Lawyer Stefano Filletti represented Mr Vella as the defence council while Inspector Yvonne Farrugia prosecuted.
A 58-year-old man accused of forging his estranged wife’s signature to withdraw money for their daughter’s wedding gift has been handed a conditional discharge after being cleared of fraud and falsifying documents and guilty of making fraudulent gain.
Magistrate Neville Camilleri had heard Inspector Yvonne Farrugia explain how Albert Vella’s estranged wife Catherine had filed a criminal complaint against her former husband, claiming that she had found out through separation proceedings that he had taken the money without her permission.
In his statement to the police, Vella had said that the policy had been taken out when the couple were still together and had been saved up for their children’s weddings.

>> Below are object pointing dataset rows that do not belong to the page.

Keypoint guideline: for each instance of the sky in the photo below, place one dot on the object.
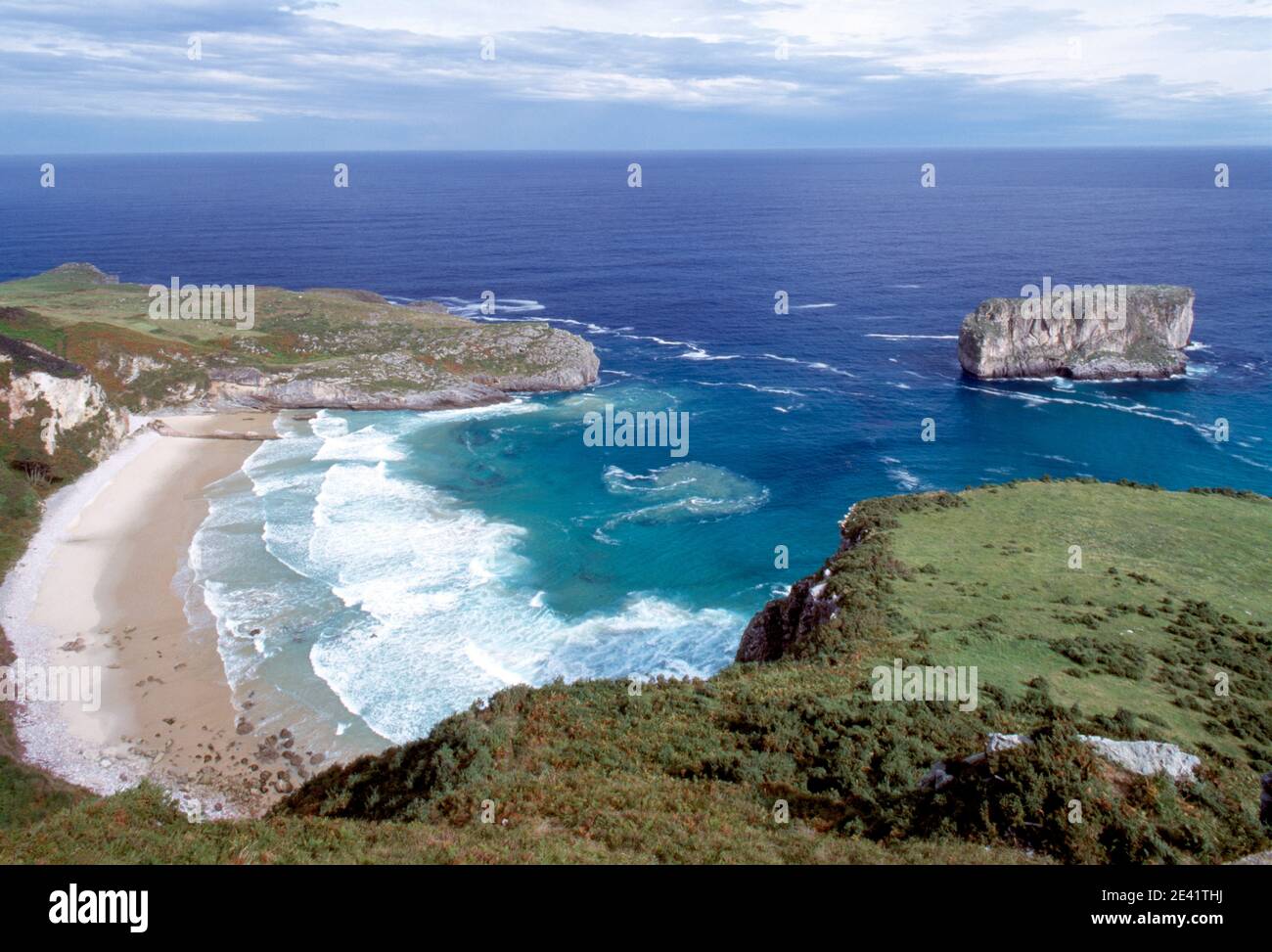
(192, 75)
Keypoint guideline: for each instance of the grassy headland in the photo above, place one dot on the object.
(1126, 647)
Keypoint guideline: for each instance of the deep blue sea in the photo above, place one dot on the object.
(382, 570)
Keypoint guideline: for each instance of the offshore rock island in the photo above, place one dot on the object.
(1144, 339)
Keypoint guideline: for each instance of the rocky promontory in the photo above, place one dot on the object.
(1136, 331)
(319, 347)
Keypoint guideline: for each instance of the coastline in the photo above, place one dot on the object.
(97, 588)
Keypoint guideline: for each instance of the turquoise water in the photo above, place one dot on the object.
(372, 573)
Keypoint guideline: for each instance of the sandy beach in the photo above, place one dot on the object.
(97, 589)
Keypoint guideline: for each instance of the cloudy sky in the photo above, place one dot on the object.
(118, 75)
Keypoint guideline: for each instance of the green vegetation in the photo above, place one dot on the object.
(348, 338)
(691, 770)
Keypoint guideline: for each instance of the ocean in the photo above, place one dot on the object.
(382, 570)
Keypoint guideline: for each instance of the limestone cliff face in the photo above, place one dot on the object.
(1145, 338)
(787, 624)
(56, 419)
(534, 358)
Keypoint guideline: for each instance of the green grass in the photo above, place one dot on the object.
(691, 770)
(1014, 567)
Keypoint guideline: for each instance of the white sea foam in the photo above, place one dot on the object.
(915, 337)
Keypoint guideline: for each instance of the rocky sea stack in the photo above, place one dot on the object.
(1139, 331)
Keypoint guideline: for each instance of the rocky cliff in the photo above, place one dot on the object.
(1139, 333)
(58, 420)
(312, 349)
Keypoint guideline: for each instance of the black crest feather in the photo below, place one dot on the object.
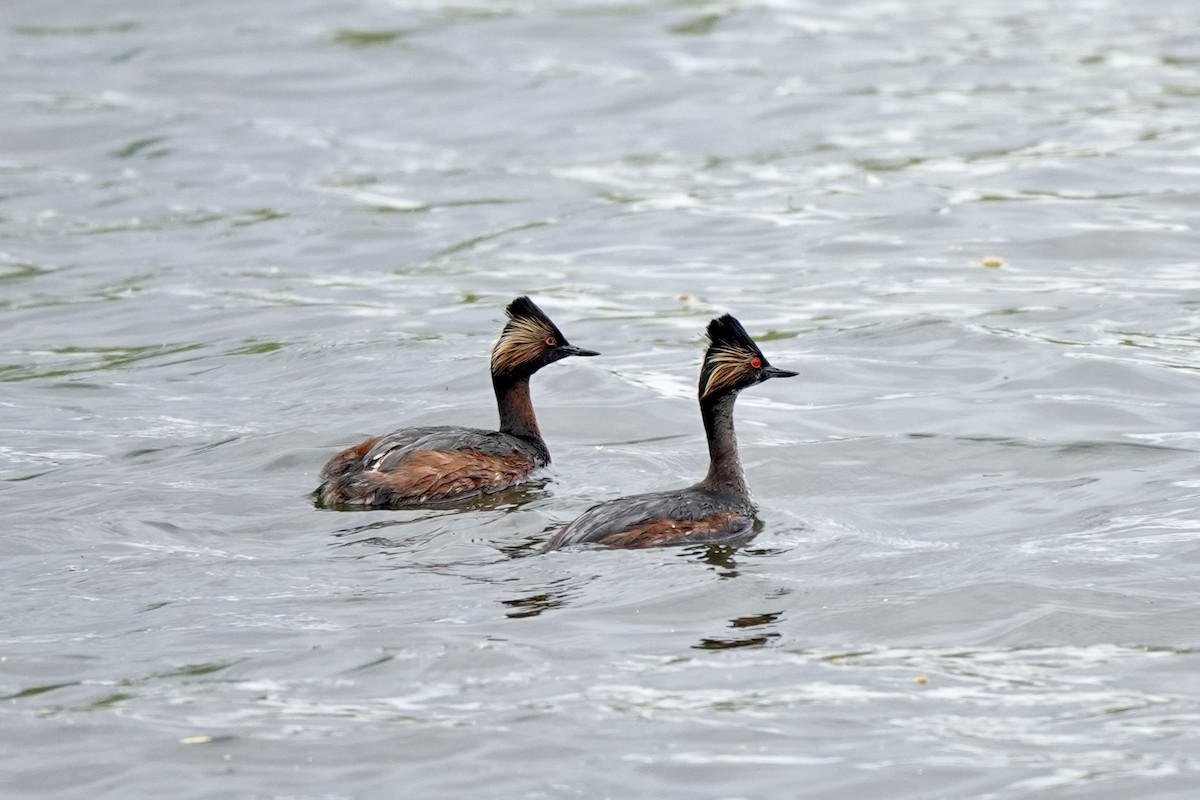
(726, 331)
(727, 360)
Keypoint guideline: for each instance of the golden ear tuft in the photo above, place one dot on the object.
(522, 341)
(724, 367)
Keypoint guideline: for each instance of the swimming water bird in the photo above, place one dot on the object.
(432, 464)
(719, 509)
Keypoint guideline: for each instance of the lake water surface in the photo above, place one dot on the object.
(237, 236)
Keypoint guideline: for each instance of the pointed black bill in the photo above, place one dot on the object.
(570, 349)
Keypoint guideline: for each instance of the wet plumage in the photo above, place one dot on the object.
(718, 509)
(442, 463)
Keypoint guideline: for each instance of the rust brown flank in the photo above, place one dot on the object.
(729, 364)
(441, 475)
(348, 459)
(522, 341)
(666, 531)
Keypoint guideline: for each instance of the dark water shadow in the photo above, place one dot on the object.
(757, 638)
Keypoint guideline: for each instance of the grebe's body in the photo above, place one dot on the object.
(718, 509)
(441, 463)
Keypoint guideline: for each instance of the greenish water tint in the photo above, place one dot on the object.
(237, 238)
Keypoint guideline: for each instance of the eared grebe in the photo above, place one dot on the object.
(718, 509)
(431, 464)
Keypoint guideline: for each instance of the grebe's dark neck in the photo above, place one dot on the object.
(516, 410)
(724, 465)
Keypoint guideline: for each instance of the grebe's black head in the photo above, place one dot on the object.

The money had been given to his daughter, said the accused, claiming that his wife had also signed the documents allowing him to withdraw the money.

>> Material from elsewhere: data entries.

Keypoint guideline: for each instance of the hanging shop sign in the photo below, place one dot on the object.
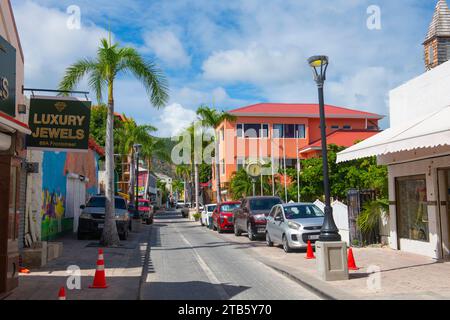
(59, 124)
(7, 78)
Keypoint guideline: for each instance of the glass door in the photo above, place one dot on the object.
(444, 209)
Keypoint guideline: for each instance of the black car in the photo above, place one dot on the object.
(250, 217)
(92, 219)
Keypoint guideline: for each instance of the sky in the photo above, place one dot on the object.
(229, 54)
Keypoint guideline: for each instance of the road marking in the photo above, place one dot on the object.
(209, 273)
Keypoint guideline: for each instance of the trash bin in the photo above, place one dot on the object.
(210, 222)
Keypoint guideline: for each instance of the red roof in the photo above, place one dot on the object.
(301, 110)
(342, 138)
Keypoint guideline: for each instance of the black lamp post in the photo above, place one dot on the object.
(137, 150)
(329, 231)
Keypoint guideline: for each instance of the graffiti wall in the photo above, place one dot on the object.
(56, 166)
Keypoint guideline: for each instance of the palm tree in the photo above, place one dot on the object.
(130, 134)
(102, 71)
(212, 118)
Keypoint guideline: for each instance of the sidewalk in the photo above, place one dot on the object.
(123, 271)
(402, 275)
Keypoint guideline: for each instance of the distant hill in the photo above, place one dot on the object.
(164, 167)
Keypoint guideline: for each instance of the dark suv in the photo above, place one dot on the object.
(250, 217)
(92, 219)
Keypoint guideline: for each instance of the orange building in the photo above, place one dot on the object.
(270, 132)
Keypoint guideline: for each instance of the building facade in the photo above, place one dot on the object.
(416, 150)
(270, 133)
(13, 130)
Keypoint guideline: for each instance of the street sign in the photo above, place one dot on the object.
(7, 78)
(59, 124)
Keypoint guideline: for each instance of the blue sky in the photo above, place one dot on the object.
(233, 53)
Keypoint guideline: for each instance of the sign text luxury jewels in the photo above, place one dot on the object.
(59, 123)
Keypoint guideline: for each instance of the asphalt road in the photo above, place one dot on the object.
(189, 262)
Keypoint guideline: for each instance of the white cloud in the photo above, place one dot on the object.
(174, 119)
(167, 47)
(255, 64)
(49, 46)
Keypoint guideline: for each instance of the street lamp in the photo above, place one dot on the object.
(137, 149)
(329, 231)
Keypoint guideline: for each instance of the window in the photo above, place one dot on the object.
(430, 54)
(250, 130)
(289, 131)
(412, 208)
(239, 130)
(240, 164)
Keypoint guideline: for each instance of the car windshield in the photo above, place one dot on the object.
(229, 207)
(264, 203)
(303, 212)
(99, 202)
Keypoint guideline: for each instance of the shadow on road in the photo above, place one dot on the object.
(195, 290)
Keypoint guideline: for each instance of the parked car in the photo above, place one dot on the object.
(146, 211)
(250, 217)
(223, 216)
(207, 213)
(293, 225)
(92, 218)
(185, 211)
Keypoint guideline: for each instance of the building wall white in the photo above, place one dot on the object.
(420, 96)
(428, 167)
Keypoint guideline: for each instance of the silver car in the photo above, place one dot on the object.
(207, 213)
(293, 225)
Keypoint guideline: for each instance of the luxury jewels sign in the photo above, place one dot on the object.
(59, 123)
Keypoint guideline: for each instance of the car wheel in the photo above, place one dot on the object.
(81, 236)
(268, 240)
(237, 232)
(250, 233)
(286, 246)
(124, 236)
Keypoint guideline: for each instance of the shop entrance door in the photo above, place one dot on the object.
(444, 206)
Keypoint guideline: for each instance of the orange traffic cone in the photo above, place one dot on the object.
(309, 252)
(351, 260)
(62, 294)
(100, 278)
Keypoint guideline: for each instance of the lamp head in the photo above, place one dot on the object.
(137, 148)
(319, 65)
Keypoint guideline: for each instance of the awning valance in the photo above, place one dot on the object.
(429, 131)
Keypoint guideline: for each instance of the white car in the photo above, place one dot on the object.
(207, 213)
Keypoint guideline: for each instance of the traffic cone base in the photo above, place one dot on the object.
(62, 294)
(310, 252)
(351, 261)
(100, 276)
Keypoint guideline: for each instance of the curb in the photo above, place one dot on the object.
(314, 285)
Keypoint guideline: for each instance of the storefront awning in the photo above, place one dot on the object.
(428, 131)
(12, 125)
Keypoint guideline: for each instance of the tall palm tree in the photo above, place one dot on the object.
(130, 134)
(212, 118)
(102, 71)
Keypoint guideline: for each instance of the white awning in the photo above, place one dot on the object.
(428, 131)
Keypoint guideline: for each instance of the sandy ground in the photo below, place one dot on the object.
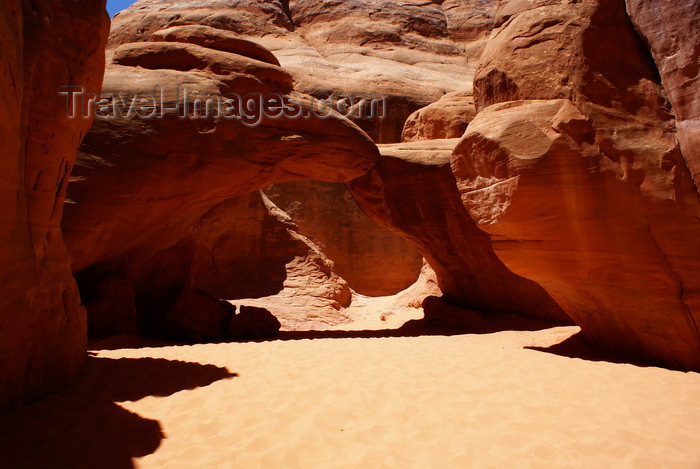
(382, 399)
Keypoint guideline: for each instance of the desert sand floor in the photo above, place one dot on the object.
(363, 400)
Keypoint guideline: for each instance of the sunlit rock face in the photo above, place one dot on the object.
(41, 321)
(573, 166)
(669, 29)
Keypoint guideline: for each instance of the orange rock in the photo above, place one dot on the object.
(572, 165)
(412, 191)
(43, 325)
(408, 52)
(373, 260)
(447, 117)
(669, 29)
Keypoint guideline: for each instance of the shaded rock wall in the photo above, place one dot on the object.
(373, 260)
(42, 323)
(155, 203)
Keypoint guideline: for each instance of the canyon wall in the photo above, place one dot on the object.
(42, 322)
(573, 166)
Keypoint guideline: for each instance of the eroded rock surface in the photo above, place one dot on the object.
(412, 191)
(408, 52)
(41, 321)
(447, 117)
(572, 164)
(670, 29)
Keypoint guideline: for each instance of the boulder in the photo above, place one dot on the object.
(405, 54)
(43, 325)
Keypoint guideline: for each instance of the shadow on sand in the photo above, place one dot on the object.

But Catherine Vella denied signing the documents that authorised him to withdraw the money and had claimed that her daughter had told her that the accused had given her some money. It emerged that she had received around €2,000. The fate of the remainder of the money is a mystery.
In her testimony before the court, the woman had explained that her marriage to the accused had ended over 10 years before the incident and the separation case had been dragging on for almost as long.

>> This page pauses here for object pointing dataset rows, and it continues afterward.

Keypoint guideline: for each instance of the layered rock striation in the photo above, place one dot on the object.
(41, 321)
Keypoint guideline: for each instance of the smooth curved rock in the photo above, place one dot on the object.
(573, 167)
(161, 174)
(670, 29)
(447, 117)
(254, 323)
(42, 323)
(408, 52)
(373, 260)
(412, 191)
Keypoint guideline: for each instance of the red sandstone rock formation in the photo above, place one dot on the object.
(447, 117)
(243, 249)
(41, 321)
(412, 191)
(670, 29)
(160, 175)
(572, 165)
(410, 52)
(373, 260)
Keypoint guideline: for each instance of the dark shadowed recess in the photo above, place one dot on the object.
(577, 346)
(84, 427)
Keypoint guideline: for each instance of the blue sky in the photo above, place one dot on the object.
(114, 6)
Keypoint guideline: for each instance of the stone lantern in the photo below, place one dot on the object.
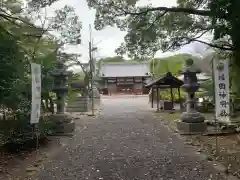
(64, 122)
(191, 121)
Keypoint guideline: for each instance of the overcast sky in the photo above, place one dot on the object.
(110, 38)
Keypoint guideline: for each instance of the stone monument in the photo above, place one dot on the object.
(191, 121)
(63, 122)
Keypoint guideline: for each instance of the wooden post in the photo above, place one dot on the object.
(157, 99)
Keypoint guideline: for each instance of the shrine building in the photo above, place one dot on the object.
(124, 77)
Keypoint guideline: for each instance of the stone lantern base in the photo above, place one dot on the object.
(63, 123)
(191, 123)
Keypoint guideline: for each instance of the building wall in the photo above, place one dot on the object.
(130, 85)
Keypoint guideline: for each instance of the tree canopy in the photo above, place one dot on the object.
(152, 28)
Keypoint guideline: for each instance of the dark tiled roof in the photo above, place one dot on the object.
(124, 70)
(167, 80)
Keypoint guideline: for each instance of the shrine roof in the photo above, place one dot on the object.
(167, 81)
(120, 69)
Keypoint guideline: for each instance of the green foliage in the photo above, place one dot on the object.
(171, 64)
(23, 42)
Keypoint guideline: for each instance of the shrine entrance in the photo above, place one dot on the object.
(125, 89)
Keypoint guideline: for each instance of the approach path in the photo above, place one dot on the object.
(125, 142)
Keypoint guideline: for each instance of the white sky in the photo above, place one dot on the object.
(110, 38)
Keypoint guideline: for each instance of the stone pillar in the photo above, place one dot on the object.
(191, 121)
(63, 122)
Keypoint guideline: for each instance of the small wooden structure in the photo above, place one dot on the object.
(168, 81)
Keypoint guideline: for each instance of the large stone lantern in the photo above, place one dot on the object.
(191, 121)
(64, 122)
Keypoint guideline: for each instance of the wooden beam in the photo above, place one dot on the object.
(152, 96)
(157, 99)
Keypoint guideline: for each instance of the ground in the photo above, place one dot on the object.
(126, 142)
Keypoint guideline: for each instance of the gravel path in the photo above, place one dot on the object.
(126, 143)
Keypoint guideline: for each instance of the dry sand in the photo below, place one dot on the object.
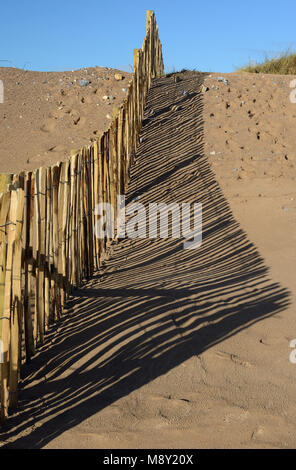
(173, 348)
(46, 114)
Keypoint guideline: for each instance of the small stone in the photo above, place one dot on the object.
(222, 79)
(84, 82)
(204, 89)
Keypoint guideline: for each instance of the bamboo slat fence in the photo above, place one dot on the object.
(47, 218)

A calligraphy expert had been appointed to compare the signature of the accused with that on the withdrawal form, but his conclusions were not taken into consideration after the defence pointed out to the court that he should have compared it to that of the wife, not the accused.
Vella was found not guilty of fraud and forgery of documents, but convicted of “other fraudulent gain.” The Court noted his relatively clean criminal record and the fact that part of the money he received had been given to his daughter as a wedding present. It also factored in the state of the accused’s marriage and the separation proceedings which had been ongoing at the time.
After taking all this into consideration, Magistrate Camilleri was of the opinion that a prison sentence would not be ideal for a man who was almost 60 years old and whose criminal record was relatively clean.
Taking care to point out the gravity of the offence which the man had committed, the court conditionally discharged Vella for three years.